‘We’re on top of this storm’: McAuliffe addresses Hurricane Matthew damage

VIRGINIA BEACH, Va. (WAVY) — Virginia Gov. Terry McAuliffe in a news conference Thursday addressed the damage and devastation left behind in Hampton Roads from Hurricane Matthew.

The powerful storm ripped through Hampton Roads and northeast North Carolina last weekend, causing widespread flooding and leaving hundreds of thousands without power.

Flanked by several mayors from across Hampton Roads, McAuliffe said Thursday that he is planning to send a letter to President Barack Obama “early next week or middle of next,” requesting FEMA assistance.

Shore Drive in Virginia Beach is flooded near the entrance to First Landing State Park on Tuesday, Oct. 11, 2016. Credit: WAVY/Bill Cole
Shore Drive in Virginia Beach is flooded near the entrance to First Landing State Park on Tuesday, Oct. 11, 2016. Credit: WAVY/Bill Cole

“We clearly have met the threshold of $11 million,” McAuliffe said. “I think right now in Virginia Beach alone, we’re over $25 million.”

Official damage totals across the region have yet to be determined, although initial estimates are beginning to be released. The City of Hampton on Thursday said its initial assessments report damages of $1.86 million.

The Virginia Department of Transportation said Wednesday that state-maintained roads suffered $2 million in damages.

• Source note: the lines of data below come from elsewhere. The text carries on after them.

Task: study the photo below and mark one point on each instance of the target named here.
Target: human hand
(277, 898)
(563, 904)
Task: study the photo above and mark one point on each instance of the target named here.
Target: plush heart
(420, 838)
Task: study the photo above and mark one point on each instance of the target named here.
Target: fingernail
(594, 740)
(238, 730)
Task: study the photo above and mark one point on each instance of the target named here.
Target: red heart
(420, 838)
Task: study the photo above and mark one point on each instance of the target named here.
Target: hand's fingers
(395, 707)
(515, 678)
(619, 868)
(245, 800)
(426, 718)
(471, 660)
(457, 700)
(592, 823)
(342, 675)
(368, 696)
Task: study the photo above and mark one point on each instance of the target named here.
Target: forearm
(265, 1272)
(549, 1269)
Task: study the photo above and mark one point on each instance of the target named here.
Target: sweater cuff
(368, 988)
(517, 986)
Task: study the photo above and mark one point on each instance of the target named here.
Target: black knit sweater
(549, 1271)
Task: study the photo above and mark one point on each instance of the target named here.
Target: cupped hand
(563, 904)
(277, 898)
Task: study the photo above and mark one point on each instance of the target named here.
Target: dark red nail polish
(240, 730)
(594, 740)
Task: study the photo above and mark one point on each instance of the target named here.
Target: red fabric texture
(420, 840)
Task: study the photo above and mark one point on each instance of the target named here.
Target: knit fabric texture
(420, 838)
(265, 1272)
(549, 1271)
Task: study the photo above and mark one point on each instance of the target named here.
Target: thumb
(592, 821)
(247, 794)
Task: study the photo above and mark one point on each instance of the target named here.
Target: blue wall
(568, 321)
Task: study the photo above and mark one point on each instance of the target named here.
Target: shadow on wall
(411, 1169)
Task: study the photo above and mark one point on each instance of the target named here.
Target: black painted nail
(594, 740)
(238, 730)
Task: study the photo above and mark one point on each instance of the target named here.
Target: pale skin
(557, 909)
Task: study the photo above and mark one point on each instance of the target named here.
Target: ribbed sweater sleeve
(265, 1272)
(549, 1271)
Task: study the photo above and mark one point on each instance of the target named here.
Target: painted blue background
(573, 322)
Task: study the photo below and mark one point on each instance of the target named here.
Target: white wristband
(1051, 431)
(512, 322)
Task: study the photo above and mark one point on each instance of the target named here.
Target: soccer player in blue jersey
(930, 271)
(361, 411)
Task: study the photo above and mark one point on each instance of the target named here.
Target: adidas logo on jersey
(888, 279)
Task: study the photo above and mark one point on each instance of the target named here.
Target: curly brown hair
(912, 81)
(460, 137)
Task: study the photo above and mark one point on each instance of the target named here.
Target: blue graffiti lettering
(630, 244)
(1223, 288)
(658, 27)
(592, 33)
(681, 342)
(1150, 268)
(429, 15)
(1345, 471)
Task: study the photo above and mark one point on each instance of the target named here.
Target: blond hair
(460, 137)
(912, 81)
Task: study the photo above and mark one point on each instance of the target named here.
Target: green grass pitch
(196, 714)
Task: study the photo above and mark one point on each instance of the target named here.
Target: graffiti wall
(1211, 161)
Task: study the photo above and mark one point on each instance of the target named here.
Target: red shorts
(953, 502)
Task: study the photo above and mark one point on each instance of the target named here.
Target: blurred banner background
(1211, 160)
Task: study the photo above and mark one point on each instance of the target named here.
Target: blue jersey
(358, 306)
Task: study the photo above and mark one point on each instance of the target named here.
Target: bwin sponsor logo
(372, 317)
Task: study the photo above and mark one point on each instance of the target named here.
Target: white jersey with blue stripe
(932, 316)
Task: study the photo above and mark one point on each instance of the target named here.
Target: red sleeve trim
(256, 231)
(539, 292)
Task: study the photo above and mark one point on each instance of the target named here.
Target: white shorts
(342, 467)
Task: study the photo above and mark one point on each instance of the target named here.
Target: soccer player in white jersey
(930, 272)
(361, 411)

Dominion Virginia Power said Thursday morning that power had been restored to all but 900 people affected by the storm. Some communities around Hampton Roads remain flooded, more than four days after Matthew left the region.

Thursday’s news conference was McAuliffe’s first regarding Hurricane Matthew since the storm hit the region. McAuliffe declared a state of emergency last Thursday so that Virginia could support relief efforts in every state affected by Matthew.

Several local cities declared states of emergency Sunday, during the height of the storm’s impact. The governor said Thursday that he plans on touring some of the areas that were hard-hit by Matthew.

“This was a very unique event,” McAuliffe said. “It’s going to take time. Many of these homes are totally destroyed, and that’s why we’re going to take a tour today … to see what we need to do.”

“It has never flooded past the tree,” said Virginia Beach storm victim Christine Dosmann.

This time was different. The water didn’t stop at the tree, but kept rising right into Dosmann’s home.

“To walk down your street and to see water from door to door, down your street, is just something you don’t expect to see,” Dosmann added.

Dosmann wasn’t alone. A drive through her Windsor Woods neighborhood has sidewalks and curbs overflowing with ruined belongings.

“You almost got to see it to believe it,” McAuliffe said.

The governor toured Dosmann’s neighborhood to see the devastation firsthand.

“It’s just incredible,” McAuliffe said. “It came so fast. 17 inches in rain. That’s why were are here. We want to everything we can, as fast as we can, to get them the aid that they need.”

Officials say 2,000 structures were damaged in Virginia Beach alone. 600 of them were homes — an estimated $15 million in damage. Those estimates are expected to rise.